A tarragon vinaigrette, as opposed to mayonnaise, dresses up this simple spring salad. It also makes it more portable, as there are no eggs to stop you from serving it at room temperature. Take care not to overcook the asparagus, especially if it is just-picked from a local farm. Truly fresh asparagus needs only a quick dip in boiling water, immediately followed by a rest in an ice-cold bath, to bring out its brightest green color.

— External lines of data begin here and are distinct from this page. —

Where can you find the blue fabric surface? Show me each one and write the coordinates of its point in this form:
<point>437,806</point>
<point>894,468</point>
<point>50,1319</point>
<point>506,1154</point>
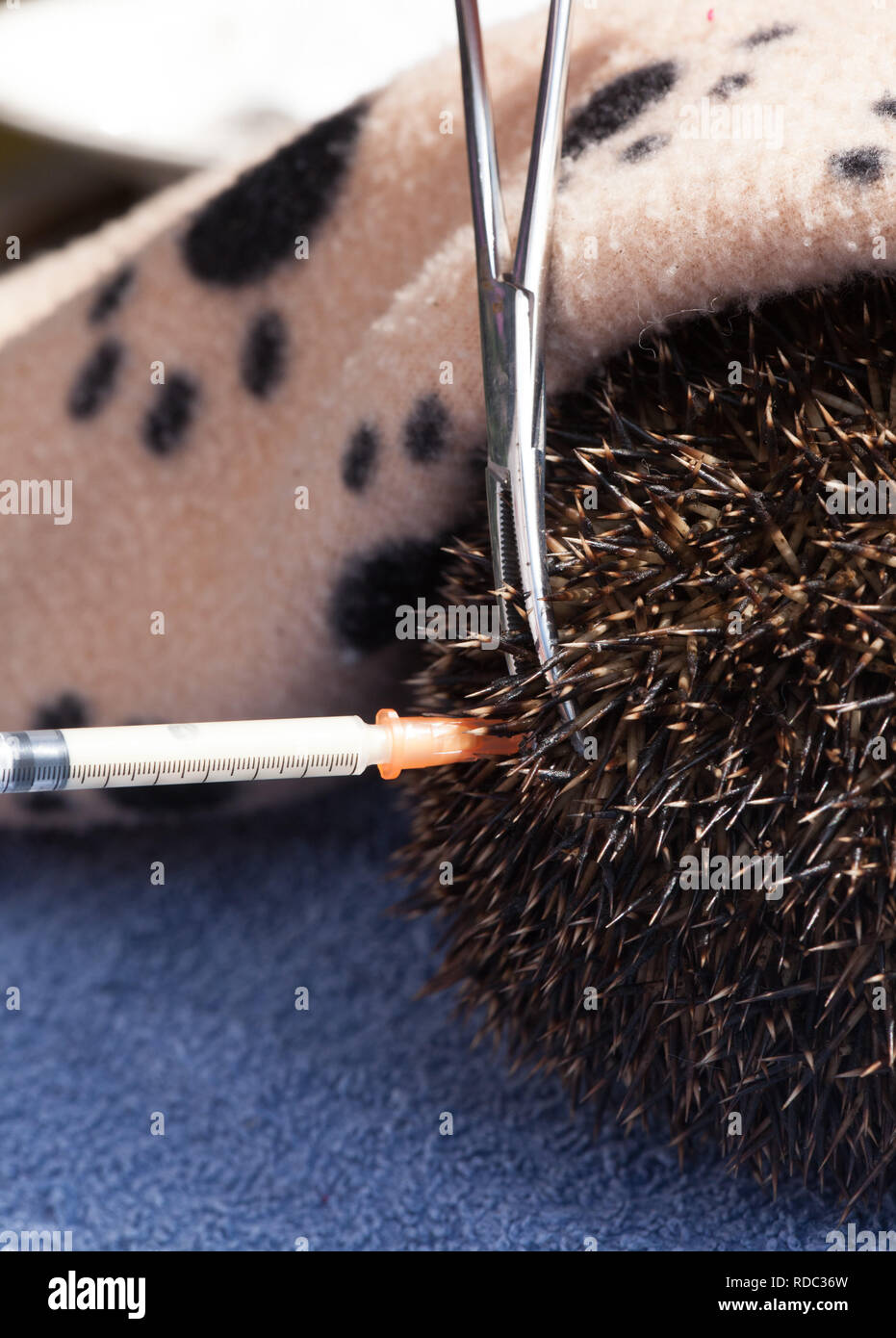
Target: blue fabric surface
<point>281,1122</point>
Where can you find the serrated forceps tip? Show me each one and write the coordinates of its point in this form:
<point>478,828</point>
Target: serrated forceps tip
<point>511,318</point>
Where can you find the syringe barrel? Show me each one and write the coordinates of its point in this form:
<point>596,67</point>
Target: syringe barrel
<point>171,755</point>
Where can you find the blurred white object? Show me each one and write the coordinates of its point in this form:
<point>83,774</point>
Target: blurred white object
<point>178,83</point>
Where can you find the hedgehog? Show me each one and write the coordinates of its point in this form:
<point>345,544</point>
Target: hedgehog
<point>724,575</point>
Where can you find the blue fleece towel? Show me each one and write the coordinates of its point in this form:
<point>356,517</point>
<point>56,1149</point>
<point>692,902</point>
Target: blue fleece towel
<point>281,1122</point>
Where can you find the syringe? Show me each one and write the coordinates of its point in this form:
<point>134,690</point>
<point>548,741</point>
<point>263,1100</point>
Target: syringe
<point>116,757</point>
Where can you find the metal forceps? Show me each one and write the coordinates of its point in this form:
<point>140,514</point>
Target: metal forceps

1 pound fingerling or new potatoes, cut into uniform, bite-size pieces
1 bunch asparagus, trimmed and cut into 2-inch pieces
1 small shallot, minced (about 2 tablespoons)
1 tablespoon brown mustard
1 teaspoon freshly chopped tarragon
Juice and zest from 1/2 large lemon (about 2 tablespoons juice)
1 teaspoon tarragon (or white wine) vinegar
1/4 cup extra virgin olive oil
1/2 teaspoon kosher salt
1/8 teaspoon freshly ground pepper

Serves 4 to 6

Place the potatoes in a large pot and cover amply with cold water. Bring to a boil and cook until potatoes are just tender enough to insert a knife in the center, about 10 to 15 minutes. Pour into a colander and allow to drain for 5 minutes. Pour a few inches of water to the same pot, add 1/4 cup kosher salt, and bring to a boil. Add all the asparagus pieces except the tips. Cook for 1 minute, add the tips, and cook until asparagus is crisp-tender, 1 to 2 more minutes. Drain the asparagus and shock in a bowl of ice-cold, salted water. Drain well.

Meanwhile, in a large mixing bowl, stir together the shallot, mustard, tarragon, lemon juice and zest, and vinegar. Whisk in the olive oil, salt, and pepper. Add the potatoes and asparagus and toss gently to coat. Taste and adjust seasoning. Serve at room temperature.